Meditation on the elements has nuanced the depth of my ongoing experience in the world and also connected me to the entire cosmos in a way that stirs me toward what I cam only call ‘cosmic communion;’ a sense of being One with the All.  Every time I reflect on the fact that distant stars and nebula are made of some of the same material elements as the air I breathe, the rocks I touch, the water I drink, as well as my own flesh and blood, I become enlivened with an earthen wonder that inspires and energizes me.  When I reflect on the fact of our having arisen from the ‘stuff’ made in early stars, I find myself both humbled and ennobled.  For me, this is what all genuine religions and spiritualities have sought to do; they show us our proper place in the scheme of things (i.e., they humble us), and then they inspire us to live life – the real life that we have to live – to the fullest.  For me, meditation on the Periodic Table has become a genuine ‘spiritual’ experience in this sense.


“Not unlike music and literature, chemistry is described in terms of its elements and has a theory based on fundamental principles.  And, as with music and literature, there is much in chemistry that is art as well.” (41)
     - Cathy Cobb and Monty Fetterolf’s
       The Joy of Chemistry (2005)

1 comment:

  1. I have been asked about the process of meditation and how to use the cards.

    I think the best way to use the cards is to first look through them one by one in order during a single meditation session, or perhaps before meditation, and read the name of the element and its abbreviation or number.
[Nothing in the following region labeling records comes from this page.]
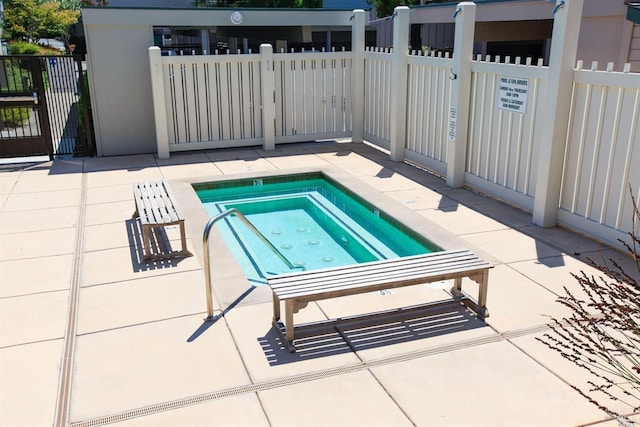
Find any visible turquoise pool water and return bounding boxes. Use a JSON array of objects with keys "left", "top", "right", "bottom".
[{"left": 194, "top": 173, "right": 439, "bottom": 284}]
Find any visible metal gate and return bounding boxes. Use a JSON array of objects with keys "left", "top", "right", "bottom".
[{"left": 0, "top": 55, "right": 94, "bottom": 160}]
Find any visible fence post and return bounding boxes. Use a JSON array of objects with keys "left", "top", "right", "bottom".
[
  {"left": 260, "top": 43, "right": 276, "bottom": 150},
  {"left": 390, "top": 6, "right": 409, "bottom": 162},
  {"left": 447, "top": 2, "right": 476, "bottom": 187},
  {"left": 533, "top": 0, "right": 583, "bottom": 227},
  {"left": 351, "top": 9, "right": 365, "bottom": 142},
  {"left": 149, "top": 46, "right": 169, "bottom": 159}
]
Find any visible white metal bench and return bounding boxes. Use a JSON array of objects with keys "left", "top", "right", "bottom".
[
  {"left": 133, "top": 181, "right": 192, "bottom": 261},
  {"left": 267, "top": 249, "right": 493, "bottom": 351}
]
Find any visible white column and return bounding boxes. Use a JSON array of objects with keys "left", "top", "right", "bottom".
[
  {"left": 390, "top": 6, "right": 409, "bottom": 162},
  {"left": 200, "top": 28, "right": 211, "bottom": 55},
  {"left": 351, "top": 9, "right": 366, "bottom": 142},
  {"left": 447, "top": 2, "right": 476, "bottom": 187},
  {"left": 149, "top": 46, "right": 169, "bottom": 159},
  {"left": 533, "top": 0, "right": 583, "bottom": 227},
  {"left": 260, "top": 43, "right": 276, "bottom": 150}
]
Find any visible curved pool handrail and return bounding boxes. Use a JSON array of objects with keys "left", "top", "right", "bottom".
[{"left": 202, "top": 208, "right": 296, "bottom": 321}]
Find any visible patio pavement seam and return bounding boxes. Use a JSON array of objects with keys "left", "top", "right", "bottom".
[{"left": 54, "top": 162, "right": 87, "bottom": 427}]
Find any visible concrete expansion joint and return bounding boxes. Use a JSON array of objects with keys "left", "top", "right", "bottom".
[
  {"left": 54, "top": 162, "right": 87, "bottom": 427},
  {"left": 69, "top": 325, "right": 549, "bottom": 427}
]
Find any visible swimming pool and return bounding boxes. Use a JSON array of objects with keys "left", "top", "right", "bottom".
[{"left": 193, "top": 172, "right": 441, "bottom": 284}]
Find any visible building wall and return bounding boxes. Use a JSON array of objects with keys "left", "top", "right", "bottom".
[
  {"left": 577, "top": 15, "right": 633, "bottom": 71},
  {"left": 82, "top": 7, "right": 352, "bottom": 156},
  {"left": 85, "top": 24, "right": 156, "bottom": 156}
]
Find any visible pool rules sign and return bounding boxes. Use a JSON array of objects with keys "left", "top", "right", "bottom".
[{"left": 498, "top": 76, "right": 529, "bottom": 114}]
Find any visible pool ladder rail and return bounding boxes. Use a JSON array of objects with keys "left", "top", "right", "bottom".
[{"left": 202, "top": 208, "right": 299, "bottom": 322}]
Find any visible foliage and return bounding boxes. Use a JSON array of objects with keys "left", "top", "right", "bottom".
[
  {"left": 539, "top": 186, "right": 640, "bottom": 416},
  {"left": 9, "top": 42, "right": 40, "bottom": 55},
  {"left": 194, "top": 0, "right": 322, "bottom": 8},
  {"left": 3, "top": 0, "right": 80, "bottom": 42},
  {"left": 0, "top": 107, "right": 31, "bottom": 129}
]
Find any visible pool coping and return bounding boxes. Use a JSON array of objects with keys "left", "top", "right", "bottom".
[{"left": 168, "top": 166, "right": 499, "bottom": 310}]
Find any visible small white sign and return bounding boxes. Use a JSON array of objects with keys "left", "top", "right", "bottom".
[
  {"left": 498, "top": 76, "right": 529, "bottom": 114},
  {"left": 449, "top": 105, "right": 458, "bottom": 141}
]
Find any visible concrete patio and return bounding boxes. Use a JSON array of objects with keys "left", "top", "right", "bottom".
[{"left": 0, "top": 142, "right": 633, "bottom": 427}]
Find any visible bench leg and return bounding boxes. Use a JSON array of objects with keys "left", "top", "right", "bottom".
[
  {"left": 453, "top": 277, "right": 462, "bottom": 291},
  {"left": 141, "top": 225, "right": 152, "bottom": 260},
  {"left": 180, "top": 221, "right": 189, "bottom": 255},
  {"left": 273, "top": 293, "right": 280, "bottom": 322},
  {"left": 284, "top": 299, "right": 295, "bottom": 348}
]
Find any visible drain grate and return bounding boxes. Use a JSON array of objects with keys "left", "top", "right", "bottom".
[{"left": 69, "top": 325, "right": 549, "bottom": 427}]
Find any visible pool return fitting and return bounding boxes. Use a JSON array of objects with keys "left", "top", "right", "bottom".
[{"left": 202, "top": 208, "right": 298, "bottom": 322}]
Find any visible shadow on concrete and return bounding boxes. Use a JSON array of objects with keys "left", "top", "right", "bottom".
[
  {"left": 187, "top": 286, "right": 256, "bottom": 342},
  {"left": 125, "top": 218, "right": 190, "bottom": 273},
  {"left": 258, "top": 301, "right": 487, "bottom": 366}
]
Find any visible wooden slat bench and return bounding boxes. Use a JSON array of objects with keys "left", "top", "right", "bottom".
[
  {"left": 267, "top": 249, "right": 493, "bottom": 351},
  {"left": 133, "top": 181, "right": 192, "bottom": 261}
]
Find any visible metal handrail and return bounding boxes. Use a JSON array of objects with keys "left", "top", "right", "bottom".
[{"left": 202, "top": 208, "right": 296, "bottom": 321}]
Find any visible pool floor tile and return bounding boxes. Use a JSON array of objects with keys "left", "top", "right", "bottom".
[
  {"left": 0, "top": 254, "right": 73, "bottom": 298},
  {"left": 77, "top": 270, "right": 208, "bottom": 334},
  {"left": 258, "top": 371, "right": 415, "bottom": 427},
  {"left": 0, "top": 290, "right": 69, "bottom": 347}
]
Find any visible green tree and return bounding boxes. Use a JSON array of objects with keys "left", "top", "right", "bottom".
[
  {"left": 3, "top": 0, "right": 80, "bottom": 42},
  {"left": 194, "top": 0, "right": 322, "bottom": 8}
]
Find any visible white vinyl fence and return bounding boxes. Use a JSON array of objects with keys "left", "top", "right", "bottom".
[
  {"left": 150, "top": 0, "right": 640, "bottom": 251},
  {"left": 558, "top": 63, "right": 640, "bottom": 246}
]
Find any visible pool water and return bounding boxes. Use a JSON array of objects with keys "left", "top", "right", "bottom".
[{"left": 194, "top": 173, "right": 439, "bottom": 284}]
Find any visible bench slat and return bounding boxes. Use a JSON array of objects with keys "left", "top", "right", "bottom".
[
  {"left": 133, "top": 181, "right": 191, "bottom": 260},
  {"left": 267, "top": 251, "right": 490, "bottom": 297},
  {"left": 272, "top": 264, "right": 488, "bottom": 299},
  {"left": 267, "top": 249, "right": 478, "bottom": 283}
]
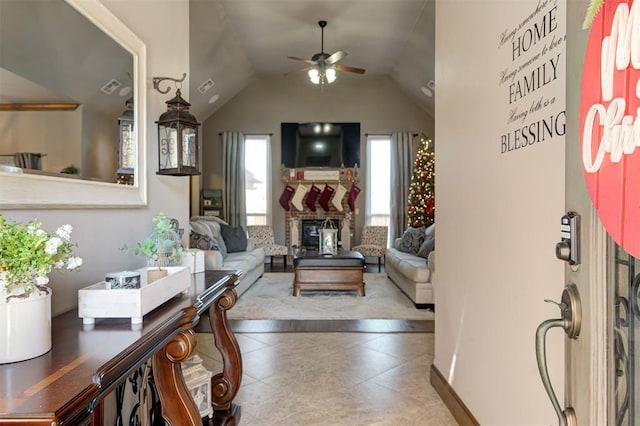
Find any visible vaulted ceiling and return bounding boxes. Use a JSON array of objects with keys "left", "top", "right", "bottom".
[
  {"left": 0, "top": 0, "right": 435, "bottom": 121},
  {"left": 189, "top": 0, "right": 435, "bottom": 120}
]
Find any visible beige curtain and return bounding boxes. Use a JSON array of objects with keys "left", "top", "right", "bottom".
[
  {"left": 389, "top": 132, "right": 413, "bottom": 241},
  {"left": 222, "top": 132, "right": 247, "bottom": 228}
]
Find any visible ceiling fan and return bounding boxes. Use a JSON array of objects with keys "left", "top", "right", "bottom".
[{"left": 285, "top": 21, "right": 365, "bottom": 84}]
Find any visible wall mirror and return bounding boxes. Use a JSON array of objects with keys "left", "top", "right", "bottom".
[{"left": 0, "top": 0, "right": 147, "bottom": 209}]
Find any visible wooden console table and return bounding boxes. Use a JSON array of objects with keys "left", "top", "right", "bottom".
[{"left": 0, "top": 271, "right": 242, "bottom": 426}]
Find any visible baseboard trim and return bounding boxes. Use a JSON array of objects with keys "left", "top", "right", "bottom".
[
  {"left": 414, "top": 303, "right": 436, "bottom": 311},
  {"left": 430, "top": 364, "right": 480, "bottom": 426}
]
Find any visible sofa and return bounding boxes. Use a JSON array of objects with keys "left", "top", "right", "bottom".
[
  {"left": 384, "top": 224, "right": 435, "bottom": 309},
  {"left": 189, "top": 216, "right": 265, "bottom": 296}
]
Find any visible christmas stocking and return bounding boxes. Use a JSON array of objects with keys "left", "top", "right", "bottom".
[
  {"left": 280, "top": 185, "right": 294, "bottom": 211},
  {"left": 331, "top": 184, "right": 347, "bottom": 212},
  {"left": 318, "top": 184, "right": 335, "bottom": 212},
  {"left": 347, "top": 183, "right": 360, "bottom": 211},
  {"left": 304, "top": 184, "right": 320, "bottom": 212},
  {"left": 291, "top": 184, "right": 307, "bottom": 211}
]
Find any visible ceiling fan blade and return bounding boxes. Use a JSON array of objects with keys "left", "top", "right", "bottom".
[
  {"left": 324, "top": 50, "right": 347, "bottom": 65},
  {"left": 336, "top": 65, "right": 366, "bottom": 74},
  {"left": 284, "top": 67, "right": 313, "bottom": 75},
  {"left": 287, "top": 56, "right": 316, "bottom": 65}
]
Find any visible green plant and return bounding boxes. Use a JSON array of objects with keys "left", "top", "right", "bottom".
[
  {"left": 120, "top": 213, "right": 183, "bottom": 269},
  {"left": 0, "top": 213, "right": 82, "bottom": 300}
]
Then,the next time you meditate, take the first card (ie., Hydrogen), read the stats, read the description on the back of the card, and then use the image on the card as a focus. Use it to 'clear' your mind and then reflect on the nature of the hydrogen atom and its role in the universe, as you understand it. The next day, move on to the next card.

    Before or after meditation, you can also go to the website -- periodictable.com -- and read more about each element. This is an extension of the discipline of "devout reading.'

    I think I will have to write a blog soon on the practice of meditation from a naturalistic perspective.